Sigma shares up 12%, records full year loss
Sigma Pharmaceuticals has recorded a net loss of $235.4 million for the year ending January 31, with the result including a non-cash impairment charge of $258.3 million.
But that loss represents a significant improvement from its loss of $391.28 million it recorded in the previous corresponding period. The result has sent the company’s shares up 12% to $0.46.
In a statement, the company said underlying EBIT for the healthcare and pharmaceuticals divisions was $129.2 million combined.
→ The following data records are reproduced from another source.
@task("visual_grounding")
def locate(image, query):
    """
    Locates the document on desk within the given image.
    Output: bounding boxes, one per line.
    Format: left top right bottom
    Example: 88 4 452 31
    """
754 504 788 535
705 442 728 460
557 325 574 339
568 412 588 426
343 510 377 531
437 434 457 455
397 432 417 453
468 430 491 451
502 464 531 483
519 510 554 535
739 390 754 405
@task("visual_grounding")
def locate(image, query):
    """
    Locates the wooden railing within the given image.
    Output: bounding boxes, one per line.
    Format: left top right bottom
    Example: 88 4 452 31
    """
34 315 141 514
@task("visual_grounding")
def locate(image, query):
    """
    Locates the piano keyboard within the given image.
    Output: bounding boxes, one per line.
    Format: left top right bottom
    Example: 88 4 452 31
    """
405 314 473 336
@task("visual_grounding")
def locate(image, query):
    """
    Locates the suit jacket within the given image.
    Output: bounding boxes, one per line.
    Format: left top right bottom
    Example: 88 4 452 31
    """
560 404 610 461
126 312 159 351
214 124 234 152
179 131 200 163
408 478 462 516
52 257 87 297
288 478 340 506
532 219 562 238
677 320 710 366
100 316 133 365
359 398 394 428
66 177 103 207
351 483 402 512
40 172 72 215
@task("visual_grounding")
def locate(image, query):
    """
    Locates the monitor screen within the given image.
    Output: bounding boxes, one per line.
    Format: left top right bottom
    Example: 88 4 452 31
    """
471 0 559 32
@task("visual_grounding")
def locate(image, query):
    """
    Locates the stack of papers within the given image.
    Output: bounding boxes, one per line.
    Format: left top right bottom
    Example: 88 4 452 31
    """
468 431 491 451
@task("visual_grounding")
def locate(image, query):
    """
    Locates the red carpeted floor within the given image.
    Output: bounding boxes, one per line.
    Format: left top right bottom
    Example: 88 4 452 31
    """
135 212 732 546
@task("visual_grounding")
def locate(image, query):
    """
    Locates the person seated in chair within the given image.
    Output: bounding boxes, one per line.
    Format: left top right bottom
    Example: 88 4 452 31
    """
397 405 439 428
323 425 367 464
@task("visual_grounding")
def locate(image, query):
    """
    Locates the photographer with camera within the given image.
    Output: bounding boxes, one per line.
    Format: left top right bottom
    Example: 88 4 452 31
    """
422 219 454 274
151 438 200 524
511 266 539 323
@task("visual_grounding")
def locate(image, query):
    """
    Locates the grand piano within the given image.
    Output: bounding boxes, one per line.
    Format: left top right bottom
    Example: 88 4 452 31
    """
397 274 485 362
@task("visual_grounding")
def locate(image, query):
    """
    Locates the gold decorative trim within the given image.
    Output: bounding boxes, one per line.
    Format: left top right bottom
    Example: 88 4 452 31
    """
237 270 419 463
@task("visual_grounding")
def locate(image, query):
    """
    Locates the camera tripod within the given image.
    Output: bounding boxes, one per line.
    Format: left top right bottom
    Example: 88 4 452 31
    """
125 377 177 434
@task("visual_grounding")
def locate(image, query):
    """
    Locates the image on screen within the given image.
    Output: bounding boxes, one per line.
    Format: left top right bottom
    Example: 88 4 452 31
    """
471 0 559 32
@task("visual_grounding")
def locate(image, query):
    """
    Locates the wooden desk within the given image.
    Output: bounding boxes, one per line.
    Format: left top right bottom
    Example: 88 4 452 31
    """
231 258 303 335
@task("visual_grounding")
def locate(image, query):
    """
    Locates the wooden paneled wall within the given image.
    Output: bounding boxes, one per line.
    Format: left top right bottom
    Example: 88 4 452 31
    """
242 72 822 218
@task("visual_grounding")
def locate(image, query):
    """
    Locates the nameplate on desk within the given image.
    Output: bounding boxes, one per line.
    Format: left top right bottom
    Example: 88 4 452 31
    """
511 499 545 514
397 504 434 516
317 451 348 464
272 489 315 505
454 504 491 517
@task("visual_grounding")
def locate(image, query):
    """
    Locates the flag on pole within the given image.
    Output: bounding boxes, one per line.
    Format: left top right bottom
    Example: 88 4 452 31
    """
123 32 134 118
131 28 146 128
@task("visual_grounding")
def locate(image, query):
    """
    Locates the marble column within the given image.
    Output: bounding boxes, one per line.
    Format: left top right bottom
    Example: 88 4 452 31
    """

It also said the ongoing healthcare business remains “sound and profitable”.
“While the reported net loss was disappointing, it is pleasing to see at the operational level, the Healthcare Business has continued to grow and remain stable despite the recent challenging times,” managing director Mark Hooper said.
The company said in a statement that following the notification that one major supplier had withdrawn from its wholesaling model, resulting in the projected revenue decrease of 15%, the company “worked quickly to identify and implement mitigating strategies”.
“Our healthcare business has performed well during a challenging period for Sigma,” the company said.
Fortescue exploring Hong Kong listing
Metals giant Fortescue is considering a partial listing on the Hong Kong exchange, according to a new report in the Australian Financial Review.
The report claims Fortescue chief executive Andrew Forrest has met with Hong Kong officials last week to talk about such a move.
“We will look at all of the options,” Forrest is reported as saying when questioned about the potential move.
The development comes after mining giant Clive Palmer delayed a float of his Resourcehouse company in Hong Kong.
Wesfarmers defends discount war
Wesfarmers chairman Bob Every has defended the company’s discounts to The Australian, saying the decision to reduce prices for bread and milk were part of an overall plan to restore consumer confidence.
“It’s certainly not our intent to damage the supply chain,” Every said. “We want to work with the supply chain.”
“It has to be put in the context of the turnaround we are undertaking at Coles, where the company had lost the trust of the customer so there has been a major focus on the customer and this is all part of the value offer.”
Lynas deal declared fair
Earths explorer Lynas’ multi-million agreement to sub-lease assets to explorer Forge Resources has been given the go-ahead by investment and advisory company Grant Samuel.
Lynas said in a statement Grant Samuel has said the deal is fair and reasonable, giving Forge the ability to sub-lease the Crown Rare Metals and Swan Phosphate deposits.
As part of the deal, Lynas will receive royalty payments.
US economy growing quicker than expected
New data from the American Commerce Department has found the US economy grew more quickly than first through during the fourth quarter of 2010.
The report found GDP rose at an annual rate of 3.1%, revised up from 2.8%. Economists have said spikes in petrol prices are to blame for more recent setbacks on consumer spending.
However, some say the impact may not last for very long. HIS Global Insight chief economist Nariman Behravesh told Reuters that any weakness is likely to be temporary.
“Assuming that oil prices stabilise and fall a little and that Japanese reconstruction and recovery will begin in the next few months, this softness in growth is likely to be short-lived,” he said.
Treasury secretary Timothy Geithner commented over the weekend that he does not expect the Japanese earthquake to affect the US economy in the long-term.